Incidentally, killercoke.com redirects you to a Coca Cola webpage which says that they are not that evil, they do rainwater harvesting etc. (Sandeep Pandey dismisses this as a publicity stunt in the same interview.) I wrote him an email several days ago regarding the claims on this webpage, but did not get a reply yet.

Purushottam said...

vishnu---I had asked SP a similar query regarding rainwater harvesting claims of Coke,
here was his response:
at least the two places where i'm involved with the grassroots' struggle, i have not seen the company doing anything in the name of water recharging.

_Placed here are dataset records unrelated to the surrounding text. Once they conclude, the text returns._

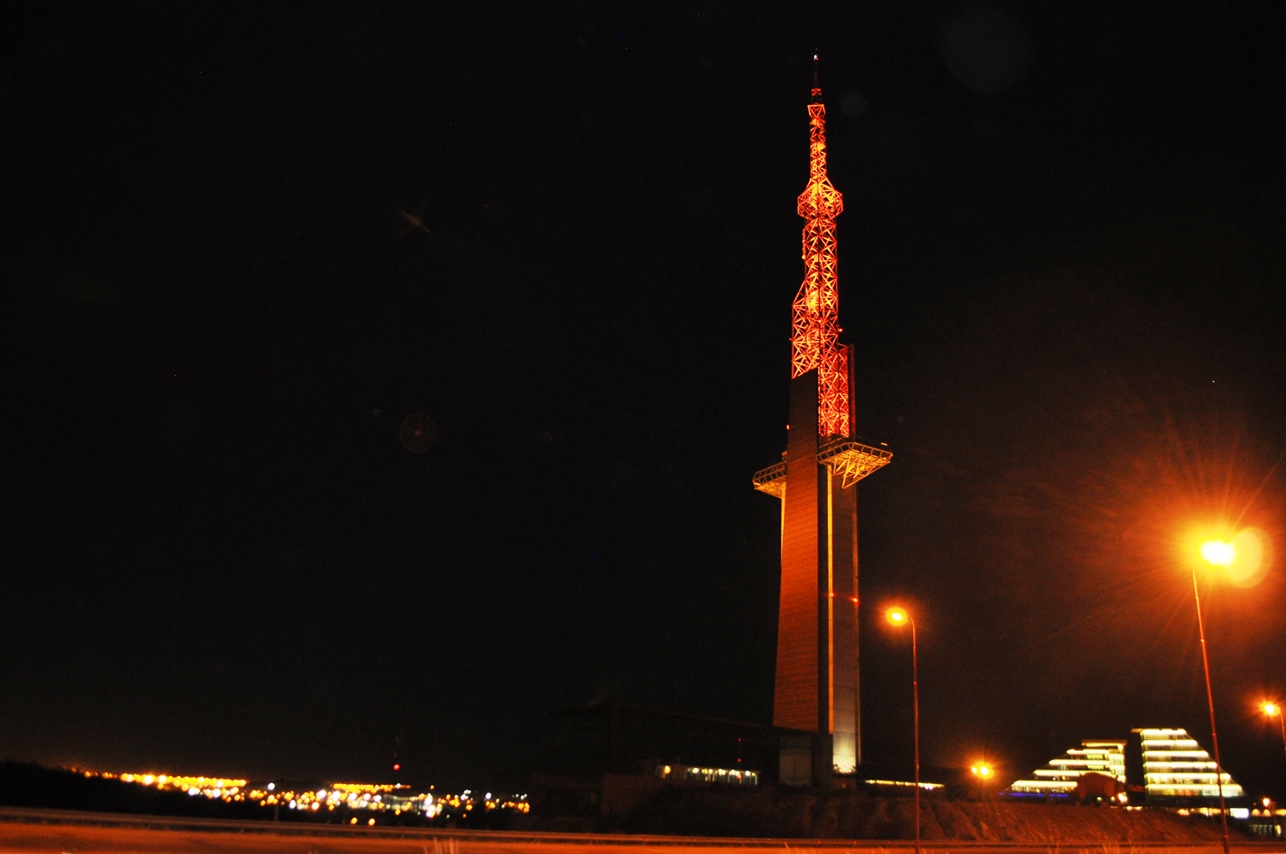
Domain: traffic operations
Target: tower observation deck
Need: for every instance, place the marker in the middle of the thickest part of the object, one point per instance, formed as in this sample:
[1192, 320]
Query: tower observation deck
[817, 686]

and here is a reply from Amit Srivastava@IndiaResource Center on the same question ...
Coke does seem to mention its support of rainwater harvesting in India as a way to deflect from the real issues. It is true that they are implementing rain water harvesting systems in most of their plants BUT this does not mean that groundwater is replenished immediately, as they suggest.
Groundwater is replenished naturally, and it can take decades for rainwater harvesting systems to recharge the groundwater.
We have not done any studies but we are interested in getting some scientists/researchers/academics to look into this subject more- to see if Coke's suggestion that rainwater harvesting is enough to replenish their consumption holds water or not.

While I tend to believe that their rain-water harvesting (which is done in their plant premises) is not a primary way to meet their water requirements and is only a tool to divert from the real issue, as Amit said above an a mthodical assessment will help the case.

About SP's/others visiting Indian campuses for the cause, I am sure he and others are doing something on those lines, but am not sure to what extent (as they are also involved gathering support at the sites themselves). Regarding, the issue of shutting down plants, while that might be the bigger objective, I agree an awareness campaign about its unfair means/pollutants/pesticides etc. can be more effective and and can further spread the word on campuses etc.